Answer to Question #140927 in General Chemistry for ady

Q140927

A 125-g sample of cold water is mixed with an unknown amount of hot water in an insulated thermos bottle and allowed to equilibrate. The initial temperature of the cold and hot water are 3.0 °C and 91.0 °C, respectively.

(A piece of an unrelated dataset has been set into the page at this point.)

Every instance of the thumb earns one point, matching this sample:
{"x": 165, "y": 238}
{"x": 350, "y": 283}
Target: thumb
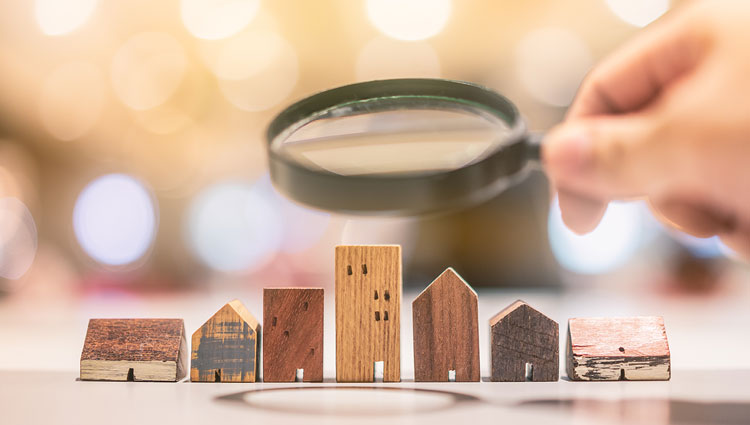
{"x": 609, "y": 157}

They reach an equilibrium temperature of 64.0 °C. Find the mass of hot water mixed with the cold water.

Solution :

We are not given any information about the thermos bottle, so we can consider that the heat exchange between cold and hot water is fast compared to the heat transfer to the thermos bottle.

When we mix the cold and hot water, cold water will gain the heat and hot water will loose some heat till an equilibrium temperature is achieved.

Cold water will gain heat from hot water, so

Heat gained by cold water = Heat loss by hot water. ---------------- Equation 1

Heat gained by cold water = m_cold * s * ΔT_{cold water} = m_cold * s * (T _Final - T_cold )

Heat loss by hot water = m _Hot * s * ΔT_{hot water} = m _Hot * s * ( T_hot - T _Final )

where ‘s’ is the specific heat capacity of water.

Substitute this in Equation 1, we have

m_cold * s * (T _Final - T_cold ) = m _Hot * s * ( T_hot - T _Final ) --------------------- Equation 2

We know,

mass of cold water, m_cold = 125g

Temperature of cold water, T_cold = 3.0⁰C

specific heat capacity of water, s = 4.184 J/g ⁰C.

Temperature of Hot water, T_Hot = 91.0⁰C

Equilibrium temperature, T _Final = 64.0 ⁰C

Plug all this information in Equation 2, we have

125g * 4.184 J/g ⁰C * ( 64.0 ⁰C - 3.0⁰C) = m _Hot * 4.184 J/g ⁰C * (91.0⁰C-64.0 ⁰C);

125g * 4.184 J/g ⁰C * 61.0⁰C = m _Hot * 4.184 J/g ⁰C * 27.0⁰C

31903J = m _Hot * 112.968J/g

divide both the side by 112.968J/g, we have

31903J/ 112.968J/g = m _Hot * 112.968J/g / 112.968J/g

282.407g = m _Hot ;

The quantities given in the question are in 3 significant figures, so our final answer must also be in 3 significant figures.

Hence, mass of hot water, m _Hot = 282 g ;